Resistir, neste momento que sombras tenebrosas pairam sobre o cenário cultural brasileiro, é transformar os lugares das nossas encenações artísticas e culturais naquilo que o professor Milton Santos designava como o espaço do acontecer solidário; o que talvez possamos traduzir, em tempos de hoje, em conspiração artística, em cumplicidade cultural. Num recorte preciso e necessário, é transformar cada manifestação e apresentação cultural numa ocupação com arte, com dignidade, com todos os encantamentos e encantarias!


Mas isso não será possível se não estivermos juntos assistindo e debatendo “Bacurau”, enchendo as salas de cinema e propagando nas redes e outros espaços possíveis e impossíveis sua carga simbólica; se não lotarmos os teatros, as escolas, as feiras, os circos, as praças, prestigiando os shows e as peças dos nossos camaradas da vida & da arte; se não comparecermos, sempre em bom número, às intervenções e ocupações das ruas e avenidas, e nos tornarmos sujeitos e protagonistas da nossa própria história.


Se não difundirmos em alto e bom som o significado político e histórico de um Prêmio Camões para o Chico Buarque de Holanda, neste contexto atual. A resistência democrática passa pela democracia cultural, que passa pela democracia política, econômica e social, em todos os sentidos e níveis da existência; pelo acesso ao conhecimento e pelos meios que escancaram as portas para esses conhecimentos; pela liberdade de expressão, pelo prazer de tocar um instrumento, pelo ofício de viver e outros vícios; pelo prazer de compartilhar livremente uma nova criação do espírito; ou, como costuma propagar o companheiro Sérgio Mamberti: por educar a cultura e culturalizar a educação.

Tudo isso é divino, tudo isso é maravilhoso! Cultura é uma coisa ao mesmo tempo maravilhosa e perigosa para os regimes autoritários e ditatoriais, que não suportam a existência do outro que pensa diferente, que odeiam a diversidade e debocham da liberdade. Por isso o apelo à censura, que pode acontecer explicitamente, ou por meio do dirigismo cultural, ou do simples corte das fontes de financiamento público das produções culturais que incomodam. Os ditadores e os governos ilegítimos sabem muito bem disso.


Os exemplos são muitos e variados. Vide o destino dos artistas e dos intelectuais contestadores na Alemanha de Adolph Hitler, na União Soviética de Joseph Stálin; no Chile de Augusto Pinochet; no Brasil, durante a ditadura civil-militar instaurada em 1964; e, mais recentemente, com o vampiro Temer, e agora com o projeto mal acabado de Trump dos Trópicos, Jair Bolsonaro.


Quando falamos em censura, falamos dos atos praticados pelo Estado e por seus agentes.
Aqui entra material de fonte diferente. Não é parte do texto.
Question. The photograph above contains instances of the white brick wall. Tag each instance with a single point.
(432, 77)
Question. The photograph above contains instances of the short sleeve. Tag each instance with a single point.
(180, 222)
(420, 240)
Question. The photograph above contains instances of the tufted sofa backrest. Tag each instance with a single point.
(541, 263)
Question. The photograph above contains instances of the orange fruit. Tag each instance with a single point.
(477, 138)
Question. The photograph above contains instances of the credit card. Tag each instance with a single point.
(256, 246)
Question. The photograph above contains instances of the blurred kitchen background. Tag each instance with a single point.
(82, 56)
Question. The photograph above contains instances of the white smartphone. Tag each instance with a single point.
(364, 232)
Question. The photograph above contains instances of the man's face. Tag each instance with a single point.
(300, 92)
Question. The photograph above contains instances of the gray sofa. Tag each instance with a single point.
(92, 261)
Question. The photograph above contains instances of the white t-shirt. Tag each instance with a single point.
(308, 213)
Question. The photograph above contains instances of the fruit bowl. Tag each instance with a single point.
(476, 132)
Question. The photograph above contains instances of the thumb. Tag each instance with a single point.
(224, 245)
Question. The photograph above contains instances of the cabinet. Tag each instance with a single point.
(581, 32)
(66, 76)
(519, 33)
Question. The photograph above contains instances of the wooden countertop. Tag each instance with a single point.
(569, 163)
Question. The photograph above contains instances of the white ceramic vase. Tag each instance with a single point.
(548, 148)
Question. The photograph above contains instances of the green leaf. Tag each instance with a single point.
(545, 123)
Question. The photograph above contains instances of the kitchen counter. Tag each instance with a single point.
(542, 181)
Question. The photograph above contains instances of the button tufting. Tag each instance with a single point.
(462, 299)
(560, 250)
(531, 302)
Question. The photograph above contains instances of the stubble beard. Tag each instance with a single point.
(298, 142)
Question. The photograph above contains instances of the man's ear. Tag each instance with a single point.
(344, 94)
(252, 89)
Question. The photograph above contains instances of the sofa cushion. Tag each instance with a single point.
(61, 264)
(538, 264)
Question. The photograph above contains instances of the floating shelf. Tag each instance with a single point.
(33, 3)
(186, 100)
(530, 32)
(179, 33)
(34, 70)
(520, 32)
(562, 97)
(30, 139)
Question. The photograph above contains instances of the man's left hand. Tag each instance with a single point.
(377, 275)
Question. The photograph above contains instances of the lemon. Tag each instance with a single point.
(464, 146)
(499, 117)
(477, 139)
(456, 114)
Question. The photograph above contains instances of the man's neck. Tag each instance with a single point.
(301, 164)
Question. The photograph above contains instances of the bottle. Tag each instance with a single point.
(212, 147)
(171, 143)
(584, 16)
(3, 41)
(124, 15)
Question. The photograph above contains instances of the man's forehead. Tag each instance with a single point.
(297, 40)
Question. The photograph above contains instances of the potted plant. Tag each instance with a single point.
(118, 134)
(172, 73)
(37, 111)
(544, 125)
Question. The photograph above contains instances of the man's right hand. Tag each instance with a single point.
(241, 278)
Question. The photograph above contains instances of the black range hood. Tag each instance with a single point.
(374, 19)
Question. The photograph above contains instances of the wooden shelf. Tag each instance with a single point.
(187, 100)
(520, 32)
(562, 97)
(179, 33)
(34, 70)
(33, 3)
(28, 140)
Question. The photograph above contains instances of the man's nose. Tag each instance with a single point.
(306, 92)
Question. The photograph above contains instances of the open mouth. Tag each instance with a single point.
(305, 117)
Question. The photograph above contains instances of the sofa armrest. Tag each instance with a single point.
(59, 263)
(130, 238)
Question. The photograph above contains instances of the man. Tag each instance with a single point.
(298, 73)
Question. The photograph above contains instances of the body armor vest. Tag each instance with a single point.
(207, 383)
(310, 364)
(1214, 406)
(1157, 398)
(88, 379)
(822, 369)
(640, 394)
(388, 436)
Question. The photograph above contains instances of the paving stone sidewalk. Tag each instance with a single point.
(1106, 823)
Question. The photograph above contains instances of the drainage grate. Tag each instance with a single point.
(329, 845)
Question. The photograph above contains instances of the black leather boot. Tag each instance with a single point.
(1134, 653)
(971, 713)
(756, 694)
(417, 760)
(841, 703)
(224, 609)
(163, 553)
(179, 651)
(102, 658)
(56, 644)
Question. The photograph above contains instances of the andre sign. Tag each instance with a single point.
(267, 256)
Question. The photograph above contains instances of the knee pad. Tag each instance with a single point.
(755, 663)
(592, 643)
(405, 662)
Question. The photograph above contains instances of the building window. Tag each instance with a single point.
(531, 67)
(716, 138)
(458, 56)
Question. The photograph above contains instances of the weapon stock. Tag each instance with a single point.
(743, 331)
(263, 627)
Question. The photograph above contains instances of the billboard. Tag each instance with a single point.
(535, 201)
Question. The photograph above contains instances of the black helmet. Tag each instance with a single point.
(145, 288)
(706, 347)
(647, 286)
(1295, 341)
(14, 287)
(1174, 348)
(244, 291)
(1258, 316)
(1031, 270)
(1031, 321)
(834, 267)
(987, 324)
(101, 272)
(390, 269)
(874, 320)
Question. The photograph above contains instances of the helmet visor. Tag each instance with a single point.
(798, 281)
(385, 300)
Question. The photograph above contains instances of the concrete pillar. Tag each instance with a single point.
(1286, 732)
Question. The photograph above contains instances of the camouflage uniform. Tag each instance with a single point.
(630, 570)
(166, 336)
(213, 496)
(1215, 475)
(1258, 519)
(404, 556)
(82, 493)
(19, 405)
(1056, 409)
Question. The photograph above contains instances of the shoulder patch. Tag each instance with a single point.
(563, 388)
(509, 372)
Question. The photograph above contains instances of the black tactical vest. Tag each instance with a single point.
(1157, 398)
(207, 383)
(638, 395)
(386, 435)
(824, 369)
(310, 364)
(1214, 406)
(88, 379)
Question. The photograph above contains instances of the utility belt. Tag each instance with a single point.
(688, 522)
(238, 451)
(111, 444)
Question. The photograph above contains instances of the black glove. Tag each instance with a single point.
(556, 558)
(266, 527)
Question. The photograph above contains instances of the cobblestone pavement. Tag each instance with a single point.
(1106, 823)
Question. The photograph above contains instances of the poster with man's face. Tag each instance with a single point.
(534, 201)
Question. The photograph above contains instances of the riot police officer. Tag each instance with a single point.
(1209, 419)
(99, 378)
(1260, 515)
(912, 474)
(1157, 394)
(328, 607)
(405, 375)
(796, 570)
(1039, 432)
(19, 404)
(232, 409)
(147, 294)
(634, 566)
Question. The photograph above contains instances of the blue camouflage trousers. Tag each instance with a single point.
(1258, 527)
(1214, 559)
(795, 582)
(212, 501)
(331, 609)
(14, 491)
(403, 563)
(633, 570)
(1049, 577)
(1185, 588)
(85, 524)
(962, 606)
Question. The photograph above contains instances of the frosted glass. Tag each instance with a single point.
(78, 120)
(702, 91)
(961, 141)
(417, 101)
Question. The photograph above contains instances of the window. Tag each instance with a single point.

O direito de pensar e de expressar-se livremente está assegurado na Constituição da República Federativa do Brasil, como direito fundamental, como cláusula pétrea, no artigo 5º, incisos IV e IX. O Brasil é signatário de diversos tratados que garantem a liberdade de expressão como direito fundamental. Sem liberdade, não há arte, o que pode existir é apenas propaganda, ou dominação e clientelismo político puro e simples. Isso vale, no plano institucional, tanto para os governos de direita como de esquerda também.


Ao invés de uma arma, queremos uma canção; no lugar de um tiro, queremos um poema; ao invés de uma convocação para a violência, uma singela demonstração de afeto...um abraçasso, um beijaço...sempre uma nova mensagem de esperança e liberdade, na certeza de que a construção de um outro mundo fraterno e solidário ainda é possível e urgente, com todo o afeto das canções!

 

Enquanto em mim restar / Na boca alguma fala / E um lúcido lampejo / Ferindo o pensamento / Por mais que se apodere / De mim o desencanto / Ainda assim resisto / E pra resistir eu canto.